Objectifs des essais
La mise en plein air du prototype en haut d’un mât de 12m, sur un site venté, a plusieurs objectifs :
- Faire fonctionner l’hélice dans un vent propre sans contrainte spatiale sur le sillage : la soufflerie, trop petite, n’avait pas permis de bien évaluer le fonctionnement de notre tripale. Les mesures devront permettre de déterminer son Cp (rendement) ainsi que son Ch (poussée, grâce à la détermination du vent de début de furling).
- Démontrer par la pratique les avantages mécaniques et aérodynamiques : une hélice travaillant en haut du mât à Cp constant, et une turbine au pied du mât dont le couple est maximum au démarrage, et le mouvement 10 fois plus rapide que l'hélice de l'éolienne.
- Démontrer par la pratique que la hauteur du mât joue très peu sur le rendement du système.
- Se familiariser avec les problématiques de mesure en plein air et de stockage des données.
- Se familiariser avec les problèmes d’interface éolienne à dépression / mât tubulaire.
- Enfin ces essais ont donné plus de visibilité au projet, ainsi qu'un aboutissement logique pour le prototype !
Description du site
Le mât prêté par Olivier Krug se trouve sur son site d’essai à Avignonet-Lauragais, à 30km au sud de Toulouse. Ce site possède trois installations, toutes sur mât haubané basculant : un mât de 24m de haut, et deux mâts de 12m. Sur le mât de 24m tournait une WestWind. Le second mât de 12m était prévu pour une éolienne Piggott de la licence STER, qui n’était pas montée.
Ce site de test jouxte un champ éolien de 12 grandes machines, qui totalisent 12MW de puissance installée. Récemment un champ photovoltaïque de 4MWc a été construit entre les éoliennes. Ces infrastructures sont gérées par la société Boralex, qui possède une antenne dans les locaux attenant ceux de KrugSARL. Les vibrations étaient bonnes !
L'installation
Le mât que nous avons utilisé est un mât tubulaire haubané, classique, auquel nous nous sommes adaptés. Il est constitué de deux tubes de 6m40 de long, 105mm de diamètre intérieur. Ces tubes sont reliés par deux demi-coquilles qui les maintiennent par serrage.
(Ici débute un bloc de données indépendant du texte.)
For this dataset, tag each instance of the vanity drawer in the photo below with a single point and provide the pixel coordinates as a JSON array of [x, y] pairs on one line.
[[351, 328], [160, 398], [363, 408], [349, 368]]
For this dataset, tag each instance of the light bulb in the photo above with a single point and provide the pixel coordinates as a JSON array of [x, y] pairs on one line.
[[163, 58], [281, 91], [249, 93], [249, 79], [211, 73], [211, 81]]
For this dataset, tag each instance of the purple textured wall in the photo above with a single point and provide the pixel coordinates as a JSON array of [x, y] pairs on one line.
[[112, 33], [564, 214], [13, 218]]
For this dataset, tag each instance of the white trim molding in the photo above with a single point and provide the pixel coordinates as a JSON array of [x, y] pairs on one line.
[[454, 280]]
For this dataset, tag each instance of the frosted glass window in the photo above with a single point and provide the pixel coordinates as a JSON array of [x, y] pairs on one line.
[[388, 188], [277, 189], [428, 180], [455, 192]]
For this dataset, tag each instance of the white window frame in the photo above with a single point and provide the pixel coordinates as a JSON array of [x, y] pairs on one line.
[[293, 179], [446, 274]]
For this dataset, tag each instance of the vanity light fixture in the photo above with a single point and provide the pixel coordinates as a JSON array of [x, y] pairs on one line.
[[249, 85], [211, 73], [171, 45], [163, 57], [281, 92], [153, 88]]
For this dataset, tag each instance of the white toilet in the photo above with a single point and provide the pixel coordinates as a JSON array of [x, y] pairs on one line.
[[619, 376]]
Ce mât comporte deux nappes de 4 haubans (une à 6m, une à 10). Il y a 4 plots d’ancrage en béton, ainsi que le plot central sur lequel se trouve le pied de mât qui permet le pivotement de l’ensemble.
L'interface éolienne/mât
Au pied du mât, notre installation doit permettre la fixation de la turbine et le passage de l’air. Nous avons donc construit une structure en tube métallique qui se prend sur le pivot de l’ancrage et maintient le mât à 70cm du sol par serrage. Cette structure permettra également de soutenir le coffret contenant les électroniques, et le support de l’alternateur accouplé à la turbine. Sa solidité est impérative puisqu’elle reprend tous les efforts de compression du mât ainsi que les efforts tranchants qui surviennent au début de la levée. Elle a été réalisée par soudure de tubes carrés de 4cm de côté.
En tête de mât il faut assurer l’arrimage de l’éolienne, permettre son orientation et laisser passer l’air du mât vers le rotor avec le minimum de pertes de charge. Notre solution est rudimentaire mais efficace : le tube de notre éolienne vient coiffer un tube fixe et garni de graisse qui sera solidaire du mât.
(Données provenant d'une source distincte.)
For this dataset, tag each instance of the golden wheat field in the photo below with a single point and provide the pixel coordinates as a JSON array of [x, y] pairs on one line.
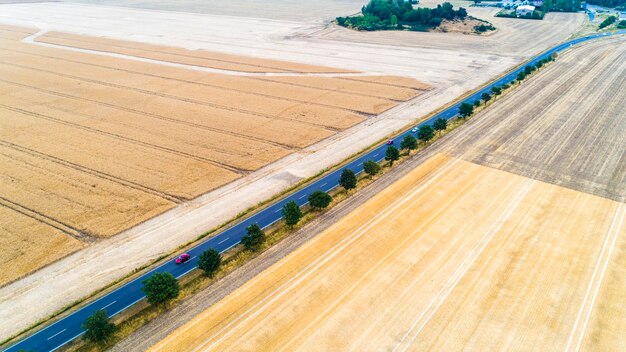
[[454, 256], [91, 145]]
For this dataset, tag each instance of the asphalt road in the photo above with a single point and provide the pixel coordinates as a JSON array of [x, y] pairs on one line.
[[65, 330]]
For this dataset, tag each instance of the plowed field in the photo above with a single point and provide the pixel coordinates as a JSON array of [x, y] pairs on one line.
[[182, 56], [91, 145]]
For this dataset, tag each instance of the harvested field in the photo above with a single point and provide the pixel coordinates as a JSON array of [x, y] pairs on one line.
[[453, 256], [182, 56], [513, 36], [81, 201], [510, 236], [565, 126], [25, 244], [350, 86], [92, 145]]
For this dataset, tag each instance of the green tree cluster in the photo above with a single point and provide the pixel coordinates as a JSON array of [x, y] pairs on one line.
[[98, 327], [395, 14], [607, 22], [392, 154], [408, 143], [292, 213], [466, 109], [320, 200], [210, 261], [254, 238], [160, 288], [347, 180]]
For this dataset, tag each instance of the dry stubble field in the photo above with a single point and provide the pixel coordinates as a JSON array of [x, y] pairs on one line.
[[511, 236], [92, 145]]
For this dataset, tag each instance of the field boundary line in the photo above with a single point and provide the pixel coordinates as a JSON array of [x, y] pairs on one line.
[[342, 244], [594, 284], [399, 248]]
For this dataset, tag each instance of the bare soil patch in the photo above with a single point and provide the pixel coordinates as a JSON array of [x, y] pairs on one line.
[[183, 56], [93, 145], [403, 272]]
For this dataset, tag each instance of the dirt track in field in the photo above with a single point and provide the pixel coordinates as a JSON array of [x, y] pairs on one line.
[[514, 239], [121, 141]]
Deux rondelles de téflon viennent faciliter le contact en rotation. Ce pivot est suffisamment étanche à l’air, et n’oppose aucune résistance à l’écoulement interne. L’attache sur le mât est réalisée par deux « U » en métal, reliés par du tube soudé, que l’on vient serrer en tête de mât.
A noter un ajout de dernière minute qui s’est montré primordial pour résoudre les problèmes sereinement et sauvegarder le prototype : un système corde-poulies, que l’on actionne depuis le sol, et qui permet de replier la dérive pour mettre l’hélice de l’éolienne en drapeau (furling forcé). La contrepartie de ce système de sécurité est que la corde descend le long du mât et qu’il faut lui faire passer les haubans à la main quand l’éolienne s’oriente...
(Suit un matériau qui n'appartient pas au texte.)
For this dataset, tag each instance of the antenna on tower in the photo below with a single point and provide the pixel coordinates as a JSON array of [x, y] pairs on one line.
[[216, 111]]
Enfin, d’une manière générale, l’étanchéité finale est faite partout en appliquant du joint silicone aux endroits susceptibles de laisser entrer l’air (jonction des deux tubes de mât, tête et pied de mât).
Une génératrice de courant pour mesurer la puissance turbine
Pour mesurer la puissance disponible sur l’arbre turbine, le plus simple est d’y accoupler un alternateur et de mesurer la production électrique. La petite taille de notre éolienne est clairement un handicap : en plus d’avoir de faibles puissances, on fonctionne à des régimes de rotation élevés. L’hélice de l’éolienne tourne comme toute éolienne tripale de cette taille, à TSR d’environ 7, soit approximativement 600 RPM à 7m/s de vent. En revanche la turbine, qui a été dessinée pour un rendement optimal, doit tourner à 10 fois la vitesse de rotation de l’éolienne, pour tout vent (ce qui donne en gros une valeur RPM égale à 1000 fois la vitesse du vent en m/s).
En prévoyant un vent maxi de 10m/s, un rendement maxi de 0.2, la turbine ne lui donnera pas plus de 200W de puissance mécanique. Il nous faudrait donc idéalement un moteur électrique réversible de 200W pour 10.000 tours/min. Pas facile à trouver…
Notre choix s’est fait par élimination, et s’est porté sur un moteur courant continu de chez Maxon, 200W pour 5400 tours/min. On nous a assuré un fonctionnement réversible avec un rendement de 75% à régime nominal (pour info le fonctionnement en moteur est donné à 94% de rendement, voir la fiche technique et la technologie). Il s’est avéré surdimensionné, ou plus exactement ne tournant pas assez vite à puissance donnée : dissipant 50W sur 200 à 5400 tours/min, il s'est avéré impropre à bien mesurer la puissance turbine. En effet cette dernière, à 5000 tours/min (6m/s de vent), fournissait idéalement aux alentours de 30W mécaniques... Les pertes moteurs suffisaient donc à la prendre la bonne puissance et à l'amener sur son régime nominal. Toute production électrique supplémentaire surchargeait la turbine et restait donc marginale.
Ainsi La génératrice choisie produisait 1, dissipait 2 et ralentissait trop la turbine. Ce n'était pas un choix approprié à notre système.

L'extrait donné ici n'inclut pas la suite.